Анна Северская – Рукопись без правки (страница 5)
Это тоже поразило меня сначала не как тайна, а как манера. У нас взрослые и дети разговаривали в двух режимах: или приказ, или ссора. Ласки было мало, а спокойного равенства почти не бывало. Ты с матерью не ссорился, не заискивал, не кричал через дверь: «Ма, дай денег», как делали наши ребята. Ты отвечал коротко, иногда даже сухо, но без хамства. И она с тобой — тоже. Сначала мне это показалось холодностью. Потом я стала вслушиваться и поняла: между вами есть то, чего в нашем доме почти не знали, — уважение. Оно не делало вас счастливыми, не избавляло от усталости, но меняло сам воздух в квартире. Даже через стену это было слышно.
Иногда мать говорила о вас за ужином.
— У соседки сын всё время с книгой, — бросала она, не глядя на меня.
Я делала вид, что это меня не касается.
— Ну и что?
— Ничего. Просто не бездельник.
Через день:
— Вера Сергеевна в библиотеке работает допоздна. Её перевели с района, а толку, говорит, денег всё равно те же.
Ещё через неделю:
— Матвей у них, похоже, в математический лицей попал. Или на подготовку. Не знаю.

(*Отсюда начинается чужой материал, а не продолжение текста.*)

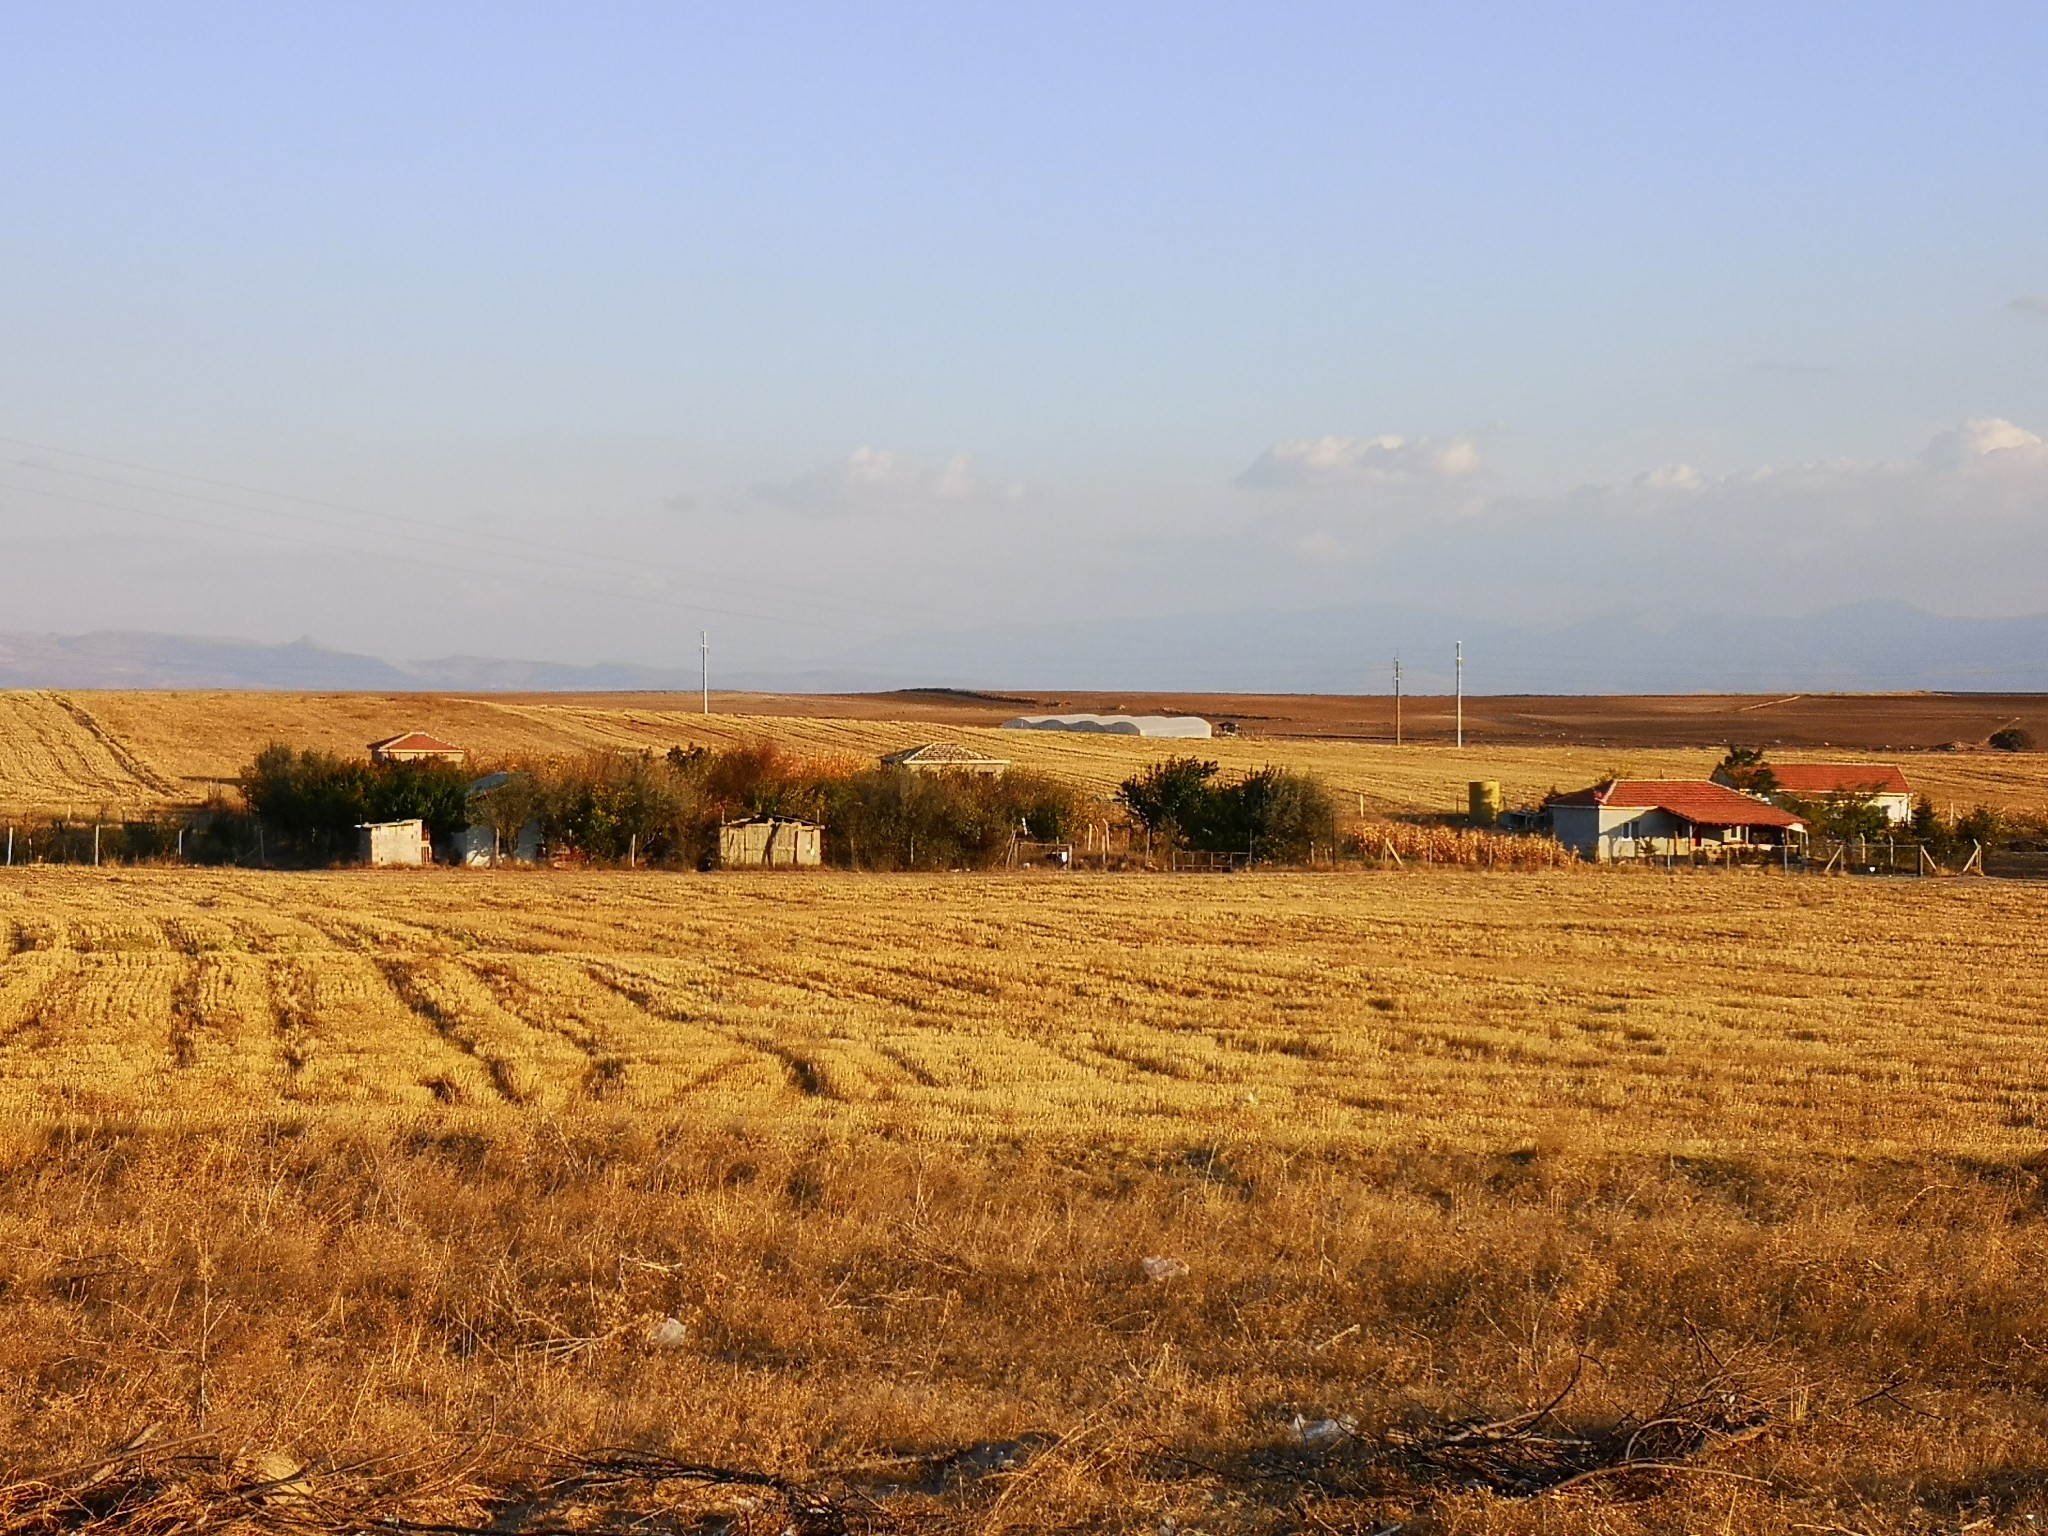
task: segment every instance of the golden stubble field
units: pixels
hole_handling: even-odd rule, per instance
[[[0,693],[0,815],[91,817],[190,805],[232,789],[272,741],[361,754],[368,742],[419,728],[479,762],[590,751],[665,752],[766,738],[799,756],[872,759],[931,740],[966,742],[1022,767],[1058,774],[1098,795],[1145,764],[1199,752],[1231,771],[1281,764],[1322,777],[1342,804],[1373,816],[1462,812],[1473,779],[1498,780],[1510,803],[1613,775],[1699,778],[1707,747],[1443,745],[1284,737],[1148,741],[1004,731],[918,720],[714,714],[672,695],[636,702],[446,695],[104,692]],[[1982,804],[2048,813],[2048,755],[1987,752],[1782,752],[1802,758],[1895,761],[1944,811]]]
[[[54,1479],[0,1528],[2048,1494],[2030,887],[20,870],[0,923],[0,1440]]]

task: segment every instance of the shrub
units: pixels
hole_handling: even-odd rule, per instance
[[[1198,757],[1169,757],[1133,774],[1116,797],[1154,837],[1201,845],[1214,810],[1216,764]]]
[[[1261,768],[1215,784],[1216,764],[1168,758],[1124,780],[1117,799],[1146,831],[1211,853],[1255,859],[1305,858],[1311,844],[1334,844],[1337,808],[1312,776]]]
[[[2008,725],[1991,733],[1991,745],[1999,752],[2031,752],[2034,750],[2034,738],[2032,733],[2016,725]]]
[[[1289,768],[1261,768],[1216,791],[1206,846],[1244,849],[1254,859],[1292,863],[1313,844],[1337,840],[1337,807],[1321,782]]]
[[[1815,837],[1845,842],[1852,837],[1883,837],[1891,831],[1891,818],[1873,795],[1849,790],[1805,799],[1781,795],[1779,803],[1806,823]]]
[[[366,821],[418,817],[435,838],[469,824],[468,779],[453,763],[373,763],[273,742],[242,773],[242,798],[285,858],[328,862],[352,853]]]
[[[986,869],[1018,837],[1064,842],[1080,797],[1044,774],[867,768],[816,786],[826,856],[859,869]]]
[[[646,753],[593,752],[529,771],[541,835],[551,848],[604,861],[630,853],[649,863],[695,865],[703,857],[704,808],[685,776],[665,761]]]

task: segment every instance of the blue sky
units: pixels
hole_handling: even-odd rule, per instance
[[[0,8],[4,627],[1561,617],[1702,523],[1772,576],[1697,606],[2048,609],[2044,56],[2020,4]]]

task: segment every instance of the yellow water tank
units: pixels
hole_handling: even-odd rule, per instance
[[[1474,779],[1465,786],[1467,814],[1475,827],[1491,827],[1500,821],[1505,806],[1500,785],[1492,779]]]

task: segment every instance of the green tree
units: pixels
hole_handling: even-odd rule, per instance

Она произносила твоё имя спокойно, как чужое. А у меня внутри от этого имени всякий раз происходило что-то некрасивое: не восторг, не радость, а резкий внутренний отклик, почти стыдный по своей силе. Я боялась, что мать заметит, и отвечала нарочно равнодушно, иногда даже грубо. Она, к счастью или к несчастью, приписывала мою резкость возрасту.
В школе у меня начались первые неприятности не с учёбой и не с поведением — на это меня ещё хватало, — а с рассеянностью. Я стала хуже слышать то, что говорят прямо мне. Не потому, что думала о тебе каждую минуту. До такой роскоши чувства мне было ещё далеко. Просто всё прочее начало терять резкость. Учительница истории спрашивала даты — я знала, но отвечала с запозданием. Подруга по парте, Лена, жаловалась на своих родителей, на мальчика из девятого «Б», на новые сапоги старшей сестры — а я кивала и не могла заставить себя слушать до конца. Мне казалось, что вокруг слишком много лишних слов. Я ещё не понимала, что душа, однажды выбрав себе центр тяжести, становится скупой ко всему остальному.
Лена как-то спросила:
— Ты чего такая? Заболела?
— Нет.
— Тогда чего молчишь?
— Ничего.
— Гордая, что ли?
Это школьное слово — «гордая» — всегда произносилось с обидой и завистью вперемешку. Я не была гордой. Скорее, уже начинала отделяться. Не от людей даже, а от общего хода жизни, в котором девочки моего возраста должны были обсуждать, кто кому нравится, у кого какие джинсы, кто куда пойдёт в субботу. Я не презирала их. Просто внутри меня шла другая работа, для которой ещё не было языка.
Однажды в конце декабря я увидела тебя на рынке. Мать послала меня за картошкой и луком, дав деньги, пересчитанные дважды, и сетку, пахнущую прошлой капустой. Рынок в тот день был особенно мерзок: серый снег, смешанный с мазутной жижей, пар изо рта, продавщицы в ватниках, семечки на картонке, дешёвые мандарины с гнильцой, бродячая собака у мясного ряда. И среди этого — ты, у книжного лотка возле входа, где обычно распродавали старые издания, журналы, учебники за прошлые годы. Ты стоял без шапки, щурился от мокрого ветра и перебирал книги быстро, но бережно, как человек, который умеет отличить нужное от случайного по одному только виду бумаги.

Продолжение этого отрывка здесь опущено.